The man bowed and left the room. Fenn strode sulkily back to the desk.
"Very well, then," he conceded, "I give in. Give me the key, and I'll show you the letter."
"You intend to keep your word?"
"I do," he assured her.
She held out the key. He took it, opened the desk, searched amongst the little pile of papers, drew out the half-sheet of notepaper, and handed it to her.
"There you are," he said, "although if you are really engaged to marry Mr. Julian Orden," he added, with disagreeable emphasis, "I am surprised that he should have kept such a secret from you."
She ignored him and started to read the letter, glancing first at the address at the top. It was from the British Review, and was dated a few days back:
My dear Orden,
I think it best to let you know, in case you haven't seen it yourself, that there is a reward of 100 pounds offered by some busybody for the name of the author of the `Paul Fiske' articles. Your anonymity has been splendidly preserved up till now, but I feel compelled to warn you that a disclosure is imminent. Take my advice and accept it with a good grace. You have established yourself so irrevocably now that the value of your work will not be lessened by the discovery of the fact that you yourself do not belong to the class of whom you have written so brilliantly.
I hope to see you in a few days.
Even after she had concluded the letter, she still stared at it. She read again the one conclusive sentence - "Your anonymity has been splendidly preserved up till now." Then she suddenly broke into a laugh which was almost hysterical.
"So this is his hack journalism!" she exclaimed. "Julian Orden - Paul Fiske!"
"I don't wonder you're surprised," Fenn observed. "Fourteen guineas for a dress suit, and he thinks he understands the working man!"

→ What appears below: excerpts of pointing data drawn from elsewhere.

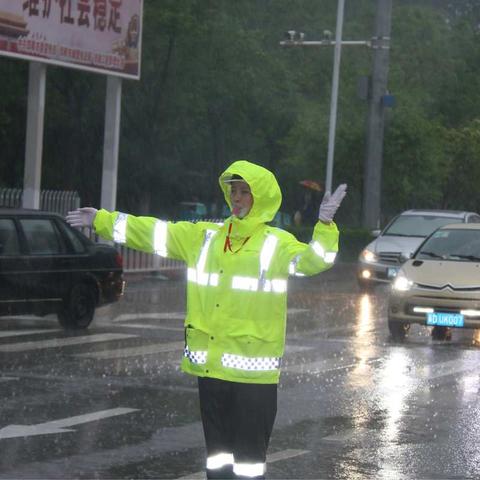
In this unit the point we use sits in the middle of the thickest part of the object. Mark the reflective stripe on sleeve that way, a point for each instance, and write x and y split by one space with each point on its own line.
220 460
160 238
328 257
198 357
249 469
120 228
276 285
250 363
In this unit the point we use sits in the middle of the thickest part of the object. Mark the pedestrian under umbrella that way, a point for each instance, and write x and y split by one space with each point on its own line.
235 323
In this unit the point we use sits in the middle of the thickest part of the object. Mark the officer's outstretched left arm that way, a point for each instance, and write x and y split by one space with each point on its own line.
320 253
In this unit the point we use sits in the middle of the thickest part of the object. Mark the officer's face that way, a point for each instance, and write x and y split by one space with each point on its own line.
241 198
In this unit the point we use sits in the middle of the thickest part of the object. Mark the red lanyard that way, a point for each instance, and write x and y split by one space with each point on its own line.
228 244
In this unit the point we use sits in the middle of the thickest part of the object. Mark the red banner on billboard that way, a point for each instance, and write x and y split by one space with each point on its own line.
97 35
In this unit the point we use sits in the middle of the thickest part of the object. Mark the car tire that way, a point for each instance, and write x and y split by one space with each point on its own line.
78 308
398 330
441 333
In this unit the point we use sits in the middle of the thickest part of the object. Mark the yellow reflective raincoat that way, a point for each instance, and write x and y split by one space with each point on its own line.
236 299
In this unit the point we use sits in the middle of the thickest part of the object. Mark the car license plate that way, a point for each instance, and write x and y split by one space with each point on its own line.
445 319
392 272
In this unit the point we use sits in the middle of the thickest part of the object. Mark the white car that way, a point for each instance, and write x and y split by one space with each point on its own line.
440 285
381 259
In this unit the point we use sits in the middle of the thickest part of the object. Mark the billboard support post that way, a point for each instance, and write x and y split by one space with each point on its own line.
111 142
34 141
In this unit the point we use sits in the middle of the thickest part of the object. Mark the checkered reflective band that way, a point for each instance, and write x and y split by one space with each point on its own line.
198 357
120 228
250 363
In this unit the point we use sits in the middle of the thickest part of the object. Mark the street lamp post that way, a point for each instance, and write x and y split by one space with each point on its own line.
296 39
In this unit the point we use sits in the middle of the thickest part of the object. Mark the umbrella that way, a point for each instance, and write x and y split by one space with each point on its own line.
311 184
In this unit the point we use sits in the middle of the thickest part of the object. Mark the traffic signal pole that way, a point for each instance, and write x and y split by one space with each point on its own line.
376 117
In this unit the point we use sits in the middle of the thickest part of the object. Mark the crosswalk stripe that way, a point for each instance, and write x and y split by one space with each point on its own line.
125 317
443 369
14 333
63 342
272 458
324 366
157 348
134 351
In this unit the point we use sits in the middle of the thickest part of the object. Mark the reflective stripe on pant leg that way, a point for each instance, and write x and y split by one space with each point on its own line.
249 469
254 411
215 410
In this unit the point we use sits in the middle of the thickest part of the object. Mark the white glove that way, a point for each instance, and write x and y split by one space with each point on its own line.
81 217
331 202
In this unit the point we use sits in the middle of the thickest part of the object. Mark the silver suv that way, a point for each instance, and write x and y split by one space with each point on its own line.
381 259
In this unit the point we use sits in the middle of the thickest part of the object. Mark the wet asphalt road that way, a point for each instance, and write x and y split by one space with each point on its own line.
111 403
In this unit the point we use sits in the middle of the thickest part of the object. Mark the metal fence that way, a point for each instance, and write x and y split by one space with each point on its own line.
63 201
136 261
50 200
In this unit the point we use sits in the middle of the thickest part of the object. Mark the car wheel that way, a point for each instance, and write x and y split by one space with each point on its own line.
441 333
78 308
398 330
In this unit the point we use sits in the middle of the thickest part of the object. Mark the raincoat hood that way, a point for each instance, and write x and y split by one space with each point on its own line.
266 193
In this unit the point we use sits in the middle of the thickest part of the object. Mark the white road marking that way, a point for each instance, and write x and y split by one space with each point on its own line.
324 366
272 458
58 426
157 348
124 317
295 311
14 333
151 327
63 342
438 370
135 351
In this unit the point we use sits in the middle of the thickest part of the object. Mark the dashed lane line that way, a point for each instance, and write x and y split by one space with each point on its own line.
63 342
15 333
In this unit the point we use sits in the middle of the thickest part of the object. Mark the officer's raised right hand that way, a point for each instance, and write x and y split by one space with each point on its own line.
81 217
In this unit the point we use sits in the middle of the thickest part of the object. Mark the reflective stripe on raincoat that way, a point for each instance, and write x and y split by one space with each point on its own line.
236 299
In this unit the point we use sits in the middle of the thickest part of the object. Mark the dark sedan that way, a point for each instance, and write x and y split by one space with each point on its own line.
47 267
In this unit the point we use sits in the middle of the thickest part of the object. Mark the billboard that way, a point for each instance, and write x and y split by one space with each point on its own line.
102 36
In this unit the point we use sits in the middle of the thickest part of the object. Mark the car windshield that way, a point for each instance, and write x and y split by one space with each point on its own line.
454 245
417 225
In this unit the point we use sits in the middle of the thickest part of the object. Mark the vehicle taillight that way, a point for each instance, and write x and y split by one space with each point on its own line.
119 260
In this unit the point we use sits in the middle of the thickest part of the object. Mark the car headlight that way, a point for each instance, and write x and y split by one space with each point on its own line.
402 283
368 256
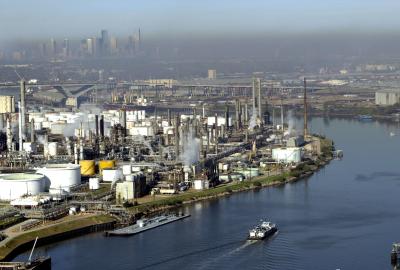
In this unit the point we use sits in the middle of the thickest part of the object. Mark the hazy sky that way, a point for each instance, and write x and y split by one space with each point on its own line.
26 19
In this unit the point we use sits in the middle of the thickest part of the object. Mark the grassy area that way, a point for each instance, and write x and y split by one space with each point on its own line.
10 221
52 230
195 195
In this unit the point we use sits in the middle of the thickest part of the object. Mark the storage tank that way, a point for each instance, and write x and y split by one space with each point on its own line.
106 164
88 167
111 175
61 176
52 149
126 169
16 185
94 183
198 184
287 155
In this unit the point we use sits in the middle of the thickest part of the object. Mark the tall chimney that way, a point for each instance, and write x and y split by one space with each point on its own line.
102 127
176 134
22 106
216 126
96 119
9 133
20 127
305 108
246 113
227 117
254 95
32 131
259 99
237 113
169 118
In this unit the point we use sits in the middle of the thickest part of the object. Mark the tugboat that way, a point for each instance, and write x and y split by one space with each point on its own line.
262 231
394 256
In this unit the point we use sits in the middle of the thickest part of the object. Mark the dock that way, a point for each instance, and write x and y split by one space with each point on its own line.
143 225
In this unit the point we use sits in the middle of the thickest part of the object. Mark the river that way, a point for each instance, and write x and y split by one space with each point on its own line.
343 217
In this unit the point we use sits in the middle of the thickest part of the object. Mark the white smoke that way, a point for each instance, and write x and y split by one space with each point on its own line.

She turned her head slowly and looked at him. There was a strange, repressed fire in her eyes. "You are a very foolish person," she said. "Your parents, I suppose, were small shopkeepers, or something of the sort, and you were brought up at a board-school and Julian Orden at Eton and Oxford, and yet he understands, and you do not. You see, heart counts, and sympathy, and the flair for understanding. I doubt whether these things are really found where you come from."
He caught up his hat. His face was very white. His tone shook with anger.
"This is our own fault," he exclaimed angrily, "for having ever permitted an aristocrat to hold any place in our counsels! Before we move a step further, we'll purge them of such helpers as you and such false friends as Julian Orden."
"You very foolish person," she repeated. "Stop, though. Why all this mystery? Why did you try to keep that letter from me?"
"I conceived it to be for the benefit of our cause," he said didactically, "that the anonymity - of `Paul Fiske' should be preserved."
"Rubbish!" she scoffed. "You were afraid of him. Why, what fools we are! We will tell him the whole truth. We will tell him of our great scheme. We will tell him what we have been working for, these many months. The Bishop shall tell him, and you and I, and Miles Furley, and Cross. He shall hear all about it. He is with us! He must be with us! You shall put him on the Council. Why, there is your great difficulty solved," she went on, in growing excitement. "There is not a working man in the country who would not rally under `Paul Fiske's' banner. There you have your leader. It is he who shall deliver your ultimatum."
"I'm damned if it is!" Fenn declared, suddenly throwing his hat down and coming towards her furiously. "I'm - "
The door opened. Robert stood there.
"The message, madam," he began - and then stopped short. She crossed the room towards him.
"Robert," she said, "I think I have found the way to bring your master back to you. Will you take me downstairs, please, and fetch me a taxi?"
She looked back from the threshold.
"I shall telephone to Westminster in a few minutes, Mr. Fenn," she said. "I hope I shall be in time to stop the others from coming. Perhaps you had better wait here, in case they have already started."
He made no reply. To Catherine the world had become so wonderful that his existence scarcely counted.